Variable Description
cumulus_output_prefix, default = sco Prefix for Cumulus files to distinguish them from files from different Cumulus jobs.
preemptible, default = 2 Number of attempts using a preemptible virtual machine before requesting a higher-cost, non-preemptible instance. See Google Cloud documentation.
zones, default = us-east1-d us-west1-a us-west1-b The ordered list of Google Zone preferences for requesting a Google machine to run the pipeline. See Google Cloud documentation page.
alexandria_docker, default = shaleklab/alexandria:0.2 Full address of the shaleklab/alexandria Docker image to use.
dropseq_registry, default = cumulusprod Registry of the Drop-Seq Tools Docker image. Default Drop-Seq Tools image registry.
dropseq_tools_version, default = 2.3.0 Image tag of the Drop-Seq Tools Docker image. Default Drop-Seq Tools image tags.
bcl2fastq_registry, default = gcr.io/broad-cumulus Registry of the bcl2fastq Docker image. Default is privately hosted for Broad Institute members only, see this page to create your own.
bcl2fastq_version, default = ``2.20.0.422` Image tag of the bcl2fasdtq Docker image. Default is privately hosted for Broad Institute members only, see this page to create your own.
cumulus_registry, default = cumulusprod Registry of the Cumulus Docker image. Default Cumulus image registry.
cumulus_version, default = 0.15.0 Image tag of the Cumulus Docker image that corresponds to the version of Cumulus. Default Cumulus image tags.

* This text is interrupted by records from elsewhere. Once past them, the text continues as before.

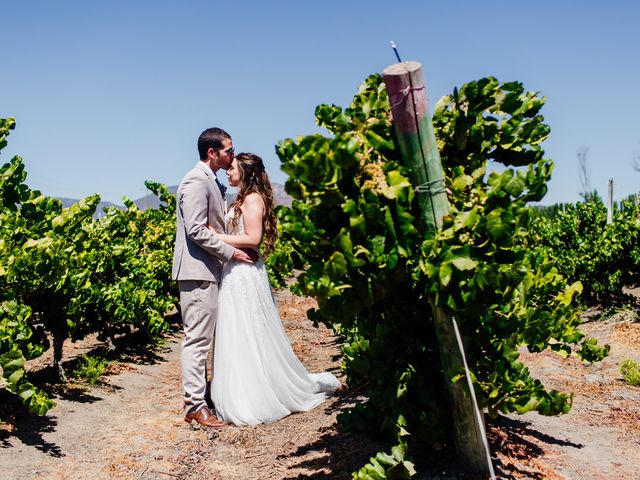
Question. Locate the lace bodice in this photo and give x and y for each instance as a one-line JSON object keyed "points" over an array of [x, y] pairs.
{"points": [[228, 222]]}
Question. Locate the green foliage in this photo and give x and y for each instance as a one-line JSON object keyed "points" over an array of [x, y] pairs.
{"points": [[630, 372], [90, 368], [280, 262], [383, 465], [375, 276], [65, 274], [604, 258]]}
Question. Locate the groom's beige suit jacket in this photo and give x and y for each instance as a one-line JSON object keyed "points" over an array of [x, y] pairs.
{"points": [[198, 253]]}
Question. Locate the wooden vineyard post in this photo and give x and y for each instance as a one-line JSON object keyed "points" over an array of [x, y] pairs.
{"points": [[419, 151]]}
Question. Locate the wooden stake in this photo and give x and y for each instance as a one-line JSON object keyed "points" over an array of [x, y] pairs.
{"points": [[419, 151]]}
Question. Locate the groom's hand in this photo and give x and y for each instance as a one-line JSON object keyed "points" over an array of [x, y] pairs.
{"points": [[253, 255], [242, 256]]}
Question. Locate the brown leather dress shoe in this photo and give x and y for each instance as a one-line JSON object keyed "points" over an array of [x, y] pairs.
{"points": [[205, 418]]}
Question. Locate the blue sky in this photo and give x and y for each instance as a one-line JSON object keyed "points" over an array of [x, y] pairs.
{"points": [[109, 94]]}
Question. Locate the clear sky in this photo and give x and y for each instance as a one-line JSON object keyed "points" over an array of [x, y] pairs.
{"points": [[108, 94]]}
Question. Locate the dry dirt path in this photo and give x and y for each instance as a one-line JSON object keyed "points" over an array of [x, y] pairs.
{"points": [[131, 426], [600, 437]]}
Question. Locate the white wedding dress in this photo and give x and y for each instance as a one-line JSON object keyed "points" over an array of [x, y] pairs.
{"points": [[257, 377]]}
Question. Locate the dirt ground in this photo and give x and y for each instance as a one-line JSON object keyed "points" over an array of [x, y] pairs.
{"points": [[131, 426]]}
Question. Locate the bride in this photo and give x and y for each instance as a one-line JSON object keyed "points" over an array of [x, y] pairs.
{"points": [[257, 376]]}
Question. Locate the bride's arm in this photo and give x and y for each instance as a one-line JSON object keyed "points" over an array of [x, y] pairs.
{"points": [[253, 214]]}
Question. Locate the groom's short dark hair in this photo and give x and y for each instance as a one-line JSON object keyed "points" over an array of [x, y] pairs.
{"points": [[211, 138]]}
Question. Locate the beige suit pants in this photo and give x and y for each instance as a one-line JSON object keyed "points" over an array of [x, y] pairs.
{"points": [[199, 305]]}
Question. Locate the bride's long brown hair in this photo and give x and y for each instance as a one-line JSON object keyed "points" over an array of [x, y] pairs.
{"points": [[254, 179]]}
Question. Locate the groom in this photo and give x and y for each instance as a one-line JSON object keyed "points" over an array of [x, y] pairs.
{"points": [[197, 265]]}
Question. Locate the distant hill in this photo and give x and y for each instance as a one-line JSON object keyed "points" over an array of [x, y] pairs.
{"points": [[151, 201]]}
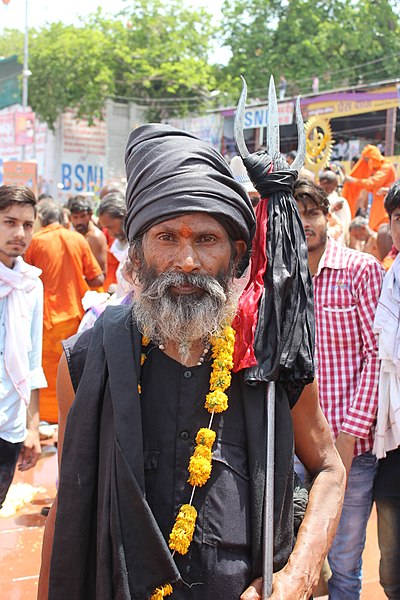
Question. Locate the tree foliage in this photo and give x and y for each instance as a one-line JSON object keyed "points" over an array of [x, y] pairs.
{"points": [[153, 53], [11, 42], [157, 53], [343, 42]]}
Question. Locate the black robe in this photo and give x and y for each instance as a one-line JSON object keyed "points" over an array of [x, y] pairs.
{"points": [[107, 544]]}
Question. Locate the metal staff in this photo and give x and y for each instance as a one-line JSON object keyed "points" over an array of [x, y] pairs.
{"points": [[278, 163]]}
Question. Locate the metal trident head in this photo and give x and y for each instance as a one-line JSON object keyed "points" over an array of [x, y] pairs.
{"points": [[272, 128]]}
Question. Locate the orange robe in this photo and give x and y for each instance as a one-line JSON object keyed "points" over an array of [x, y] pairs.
{"points": [[66, 261], [384, 176]]}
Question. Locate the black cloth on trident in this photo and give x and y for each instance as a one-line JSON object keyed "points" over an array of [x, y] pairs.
{"points": [[284, 336]]}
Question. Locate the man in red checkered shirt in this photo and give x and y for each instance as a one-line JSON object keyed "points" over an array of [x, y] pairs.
{"points": [[347, 285]]}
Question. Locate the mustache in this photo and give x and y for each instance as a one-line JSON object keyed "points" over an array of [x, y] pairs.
{"points": [[156, 288]]}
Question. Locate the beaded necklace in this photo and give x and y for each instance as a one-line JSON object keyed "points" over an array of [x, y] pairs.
{"points": [[200, 463]]}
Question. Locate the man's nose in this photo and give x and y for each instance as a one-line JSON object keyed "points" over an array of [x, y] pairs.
{"points": [[188, 259], [19, 232]]}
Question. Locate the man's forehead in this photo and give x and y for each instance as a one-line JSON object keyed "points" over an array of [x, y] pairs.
{"points": [[24, 212], [81, 213], [194, 221]]}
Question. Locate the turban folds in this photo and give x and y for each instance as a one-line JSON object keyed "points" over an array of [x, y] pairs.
{"points": [[171, 172]]}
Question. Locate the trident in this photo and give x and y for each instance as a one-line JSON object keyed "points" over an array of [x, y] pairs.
{"points": [[279, 163]]}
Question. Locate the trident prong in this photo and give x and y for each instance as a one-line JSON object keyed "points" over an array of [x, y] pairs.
{"points": [[301, 145], [272, 129], [239, 122], [272, 121]]}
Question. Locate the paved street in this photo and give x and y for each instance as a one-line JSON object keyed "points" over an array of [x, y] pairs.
{"points": [[21, 537]]}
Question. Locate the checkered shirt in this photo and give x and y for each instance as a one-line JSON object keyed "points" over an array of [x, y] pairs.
{"points": [[346, 292]]}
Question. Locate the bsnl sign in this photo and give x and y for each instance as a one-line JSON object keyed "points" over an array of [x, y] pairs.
{"points": [[258, 116], [81, 177]]}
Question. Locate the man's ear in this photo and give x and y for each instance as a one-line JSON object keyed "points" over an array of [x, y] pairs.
{"points": [[240, 250]]}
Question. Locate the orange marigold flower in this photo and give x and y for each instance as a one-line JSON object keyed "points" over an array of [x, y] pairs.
{"points": [[183, 529]]}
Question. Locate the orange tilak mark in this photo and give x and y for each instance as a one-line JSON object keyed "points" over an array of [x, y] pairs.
{"points": [[185, 231]]}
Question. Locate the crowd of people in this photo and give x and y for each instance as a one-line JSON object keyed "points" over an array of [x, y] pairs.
{"points": [[161, 436]]}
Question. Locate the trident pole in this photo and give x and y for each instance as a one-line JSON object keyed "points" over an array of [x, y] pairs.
{"points": [[25, 73], [268, 521]]}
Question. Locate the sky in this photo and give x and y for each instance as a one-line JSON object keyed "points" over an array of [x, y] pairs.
{"points": [[42, 11]]}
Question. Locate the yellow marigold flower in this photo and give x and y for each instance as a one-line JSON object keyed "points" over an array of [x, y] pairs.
{"points": [[183, 529], [160, 593], [145, 340], [221, 380], [216, 401], [202, 451], [205, 437], [200, 466]]}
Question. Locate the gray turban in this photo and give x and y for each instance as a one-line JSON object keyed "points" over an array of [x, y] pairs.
{"points": [[171, 172]]}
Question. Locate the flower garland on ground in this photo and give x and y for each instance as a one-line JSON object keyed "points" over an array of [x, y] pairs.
{"points": [[200, 463]]}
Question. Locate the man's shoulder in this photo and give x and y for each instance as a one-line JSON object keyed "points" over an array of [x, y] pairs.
{"points": [[95, 232], [355, 259]]}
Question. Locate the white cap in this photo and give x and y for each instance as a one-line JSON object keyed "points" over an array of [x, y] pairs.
{"points": [[240, 174]]}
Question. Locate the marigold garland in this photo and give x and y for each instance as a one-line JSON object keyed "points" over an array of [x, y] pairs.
{"points": [[200, 463], [183, 529]]}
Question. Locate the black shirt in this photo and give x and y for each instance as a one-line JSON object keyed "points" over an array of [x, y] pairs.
{"points": [[218, 562]]}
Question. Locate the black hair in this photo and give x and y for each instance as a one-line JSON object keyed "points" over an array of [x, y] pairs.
{"points": [[113, 204], [305, 189], [16, 194], [79, 204]]}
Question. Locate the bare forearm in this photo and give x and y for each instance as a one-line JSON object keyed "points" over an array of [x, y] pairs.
{"points": [[319, 526], [43, 589], [32, 417]]}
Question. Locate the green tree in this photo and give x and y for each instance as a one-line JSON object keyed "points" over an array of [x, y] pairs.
{"points": [[162, 56], [344, 42], [11, 42], [154, 53], [71, 67]]}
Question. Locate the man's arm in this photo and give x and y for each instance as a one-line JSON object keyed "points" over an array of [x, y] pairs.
{"points": [[98, 244], [316, 450], [65, 396], [31, 450], [374, 182], [91, 268]]}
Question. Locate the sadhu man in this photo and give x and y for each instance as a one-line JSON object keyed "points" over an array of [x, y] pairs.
{"points": [[162, 474], [368, 184]]}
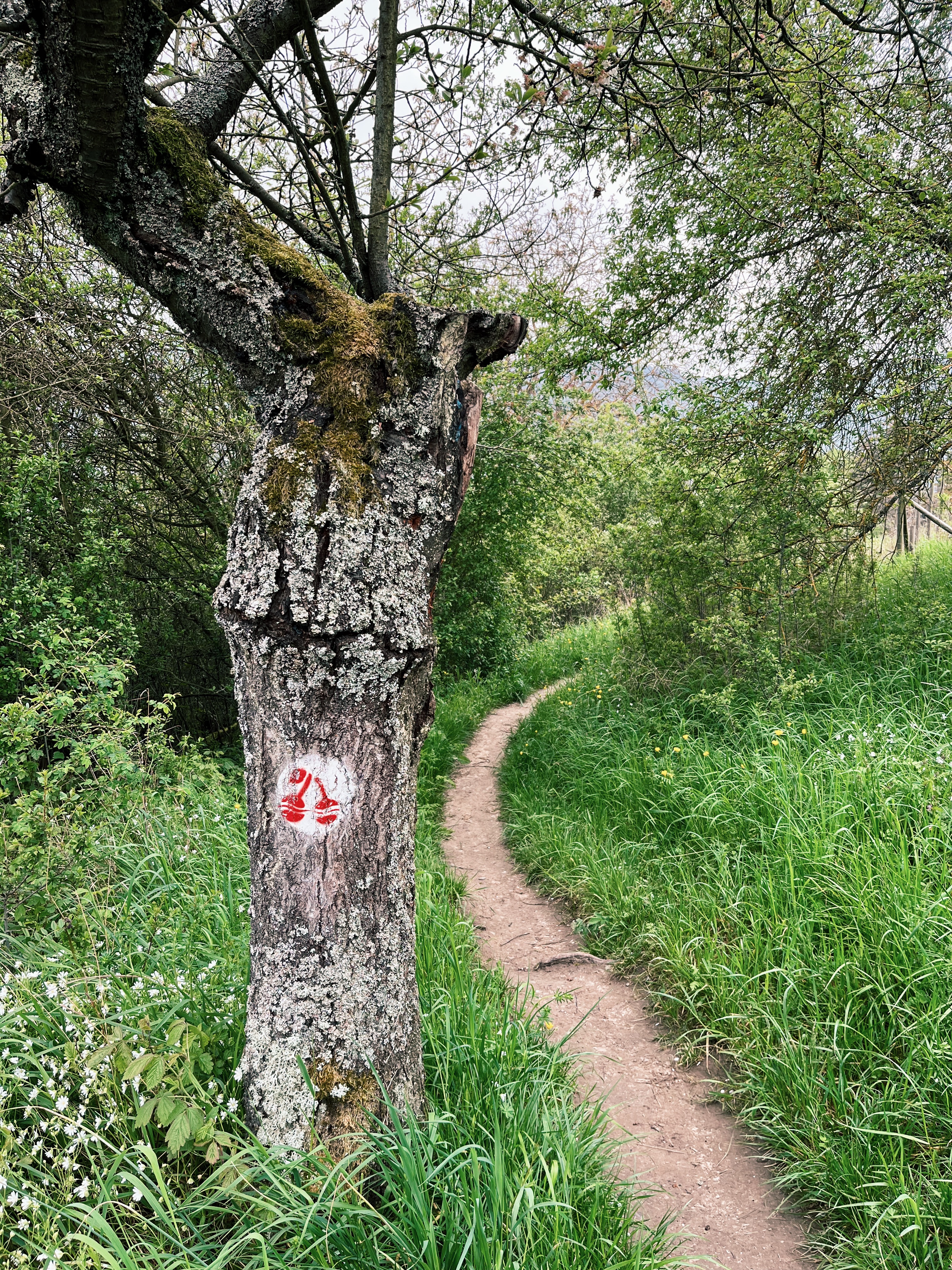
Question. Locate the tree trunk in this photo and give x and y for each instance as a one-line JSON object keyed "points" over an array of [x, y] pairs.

Optional inputs exposed on Terra

See the Drop-Seq Pipeline workflow documentation.

Caution

dropEst does not account for strandedness and therefore its usage is not recommended.

See the Cumulus workflow documentation.

See Illumina’s bcl2fastq manual.

Outputs of the dropseq_cumulus workflow

When running the Drop-Seq pipeline and/or Cumulus through dropseq_cumulus, the workflow yields the same outputs as its component workflows. You can see those documentations in the section above.

Explicitly, dropseq_cumulus presents the Single-Cell Portal with the alexandria metadata file (alexandria_metadata.txt), the dense expression matrix (ends with scp.expr.txt), and the coordinate file (ends with scp.X_fitsne.coords.txt).